Number of input channels. Typically 3 for RGB images.
num_out_ch
int
default:"3"
Number of output channels. Typically 3 for RGB images.
num_feat
int
default:"64"
Number of feature channels in intermediate layers. Higher values increase model capacity but also computational cost.
num_conv
int
default:"16"
Number of convolutional layers in the body network. More layers allow the model to learn more complex patterns.
upscale
int
default:"4"
Upsampling factor for super-resolution. Common values are 2, 4, or 8.
act_type
str
default:"prelu"
Activation function type.

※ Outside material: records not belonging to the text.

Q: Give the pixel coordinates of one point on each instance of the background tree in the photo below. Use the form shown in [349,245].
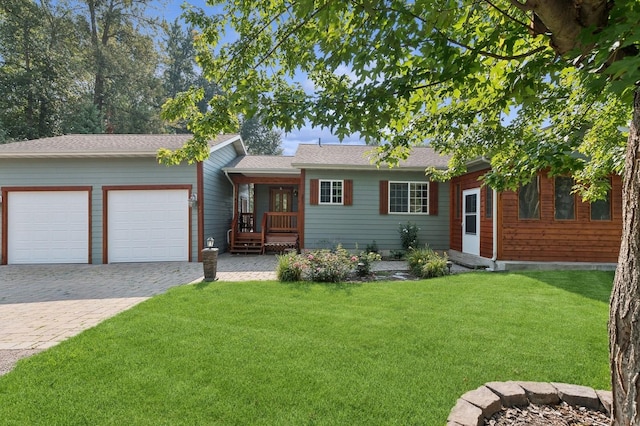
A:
[180,75]
[259,139]
[525,83]
[38,48]
[123,62]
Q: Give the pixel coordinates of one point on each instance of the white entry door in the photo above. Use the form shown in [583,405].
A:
[148,225]
[471,221]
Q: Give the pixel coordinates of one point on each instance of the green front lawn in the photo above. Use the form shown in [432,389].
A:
[292,354]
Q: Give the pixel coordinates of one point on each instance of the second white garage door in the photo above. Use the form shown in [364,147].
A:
[48,227]
[148,225]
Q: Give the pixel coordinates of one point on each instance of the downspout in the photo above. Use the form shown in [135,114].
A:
[233,189]
[495,228]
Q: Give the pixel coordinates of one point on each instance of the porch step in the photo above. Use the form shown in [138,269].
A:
[247,243]
[241,248]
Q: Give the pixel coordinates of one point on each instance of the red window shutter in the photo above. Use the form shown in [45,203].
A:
[348,193]
[384,197]
[433,198]
[314,191]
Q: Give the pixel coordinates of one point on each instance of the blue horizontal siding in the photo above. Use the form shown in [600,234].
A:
[361,224]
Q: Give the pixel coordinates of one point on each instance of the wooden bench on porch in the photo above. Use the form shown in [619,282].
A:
[279,243]
[280,232]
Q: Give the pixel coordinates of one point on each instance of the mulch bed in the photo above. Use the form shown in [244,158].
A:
[548,415]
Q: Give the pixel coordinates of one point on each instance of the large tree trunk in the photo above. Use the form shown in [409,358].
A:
[624,316]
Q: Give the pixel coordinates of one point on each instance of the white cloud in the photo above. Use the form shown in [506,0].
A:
[311,135]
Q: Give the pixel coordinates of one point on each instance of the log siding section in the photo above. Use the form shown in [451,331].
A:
[549,239]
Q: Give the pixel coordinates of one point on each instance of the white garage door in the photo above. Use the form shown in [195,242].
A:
[148,225]
[48,227]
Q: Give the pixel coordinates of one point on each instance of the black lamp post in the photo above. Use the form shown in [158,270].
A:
[210,260]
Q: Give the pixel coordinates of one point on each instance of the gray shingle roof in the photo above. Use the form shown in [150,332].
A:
[360,157]
[258,163]
[104,145]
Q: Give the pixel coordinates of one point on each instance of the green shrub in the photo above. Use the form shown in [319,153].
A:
[408,235]
[324,265]
[289,268]
[426,263]
[365,261]
[328,266]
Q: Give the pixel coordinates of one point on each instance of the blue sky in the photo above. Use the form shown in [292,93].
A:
[171,9]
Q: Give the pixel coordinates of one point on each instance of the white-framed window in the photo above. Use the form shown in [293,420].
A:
[331,191]
[409,197]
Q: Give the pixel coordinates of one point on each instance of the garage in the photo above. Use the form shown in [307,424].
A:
[48,227]
[147,225]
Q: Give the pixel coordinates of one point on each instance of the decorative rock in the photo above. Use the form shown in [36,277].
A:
[540,393]
[578,395]
[484,399]
[510,393]
[606,399]
[465,414]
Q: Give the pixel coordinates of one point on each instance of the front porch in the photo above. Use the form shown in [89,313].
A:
[268,206]
[279,231]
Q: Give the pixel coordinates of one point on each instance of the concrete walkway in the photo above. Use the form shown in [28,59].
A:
[42,305]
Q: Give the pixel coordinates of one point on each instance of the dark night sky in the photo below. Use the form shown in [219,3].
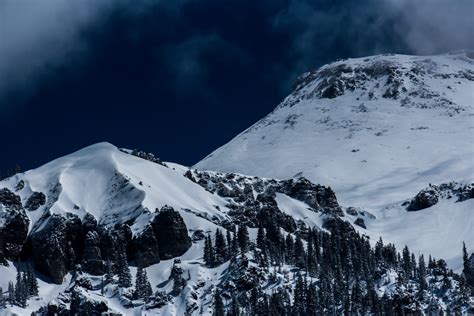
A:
[181,78]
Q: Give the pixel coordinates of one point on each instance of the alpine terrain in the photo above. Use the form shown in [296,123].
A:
[354,196]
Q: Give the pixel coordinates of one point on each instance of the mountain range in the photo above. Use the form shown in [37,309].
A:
[355,195]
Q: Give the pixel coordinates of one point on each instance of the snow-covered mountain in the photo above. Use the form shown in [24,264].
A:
[377,130]
[114,231]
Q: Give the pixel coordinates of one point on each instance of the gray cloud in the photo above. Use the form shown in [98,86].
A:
[434,26]
[356,28]
[36,35]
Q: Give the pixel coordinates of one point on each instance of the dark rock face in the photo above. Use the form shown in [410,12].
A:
[424,199]
[466,193]
[82,305]
[14,231]
[171,233]
[360,222]
[53,251]
[249,196]
[93,262]
[145,248]
[36,200]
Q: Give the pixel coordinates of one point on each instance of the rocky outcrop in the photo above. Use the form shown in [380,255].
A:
[14,228]
[424,199]
[93,262]
[53,246]
[249,196]
[36,200]
[360,222]
[145,248]
[171,233]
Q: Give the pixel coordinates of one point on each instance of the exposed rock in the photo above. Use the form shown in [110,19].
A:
[351,211]
[360,222]
[171,232]
[145,248]
[36,200]
[14,228]
[20,185]
[93,262]
[424,199]
[83,305]
[466,192]
[52,246]
[198,235]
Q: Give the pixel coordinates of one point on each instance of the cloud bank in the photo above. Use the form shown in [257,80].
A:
[37,36]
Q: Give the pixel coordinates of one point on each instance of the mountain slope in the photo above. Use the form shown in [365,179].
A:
[375,129]
[83,225]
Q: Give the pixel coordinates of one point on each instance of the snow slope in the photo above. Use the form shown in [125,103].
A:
[115,187]
[369,148]
[377,130]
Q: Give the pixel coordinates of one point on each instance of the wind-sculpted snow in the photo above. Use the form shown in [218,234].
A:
[390,135]
[377,130]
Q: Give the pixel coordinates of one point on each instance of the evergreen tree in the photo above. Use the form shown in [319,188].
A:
[147,289]
[300,255]
[2,299]
[422,275]
[221,248]
[209,257]
[234,307]
[109,275]
[261,240]
[467,271]
[218,305]
[32,282]
[299,300]
[229,244]
[406,263]
[21,293]
[243,238]
[11,293]
[143,288]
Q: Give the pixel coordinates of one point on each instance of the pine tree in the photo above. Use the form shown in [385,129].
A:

Options:
  • 'relu': ReLU activation
  • 'prelu': Parametric ReLU (default, learns activation parameters)
  • 'leakyrelu': Leaky ReLU with negative slope of 0.1

Architecture Details

The network consists of:
  1. Initial convolution: 3×3 conv layer that expands input channels to num_feat channels
  2. Body network: num_conv layers of 3×3 convolutions with activation functions
  3. Final convolution: Maps features to output space (channels = num_out_ch × upscale²)
  4. Pixel shuffle upsampler: Rearranges feature maps to produce high-resolution output
  5. Residual connection: Adds nearest-neighbor upsampled input to the network output
The network learns residual information rather than the full high-resolution image, which helps with training stability and performance.

Model Configurations

realesr-animevideov3 (XS size)

model = SRVGGNetCompact(
    num_in_ch=3,
    num_out_ch=3,
    num_feat=64,
    num_conv=16,  # Compact configuration
    upscale=4,
    act_type='prelu'
)
Optimized for anime video upscaling with minimal parameters.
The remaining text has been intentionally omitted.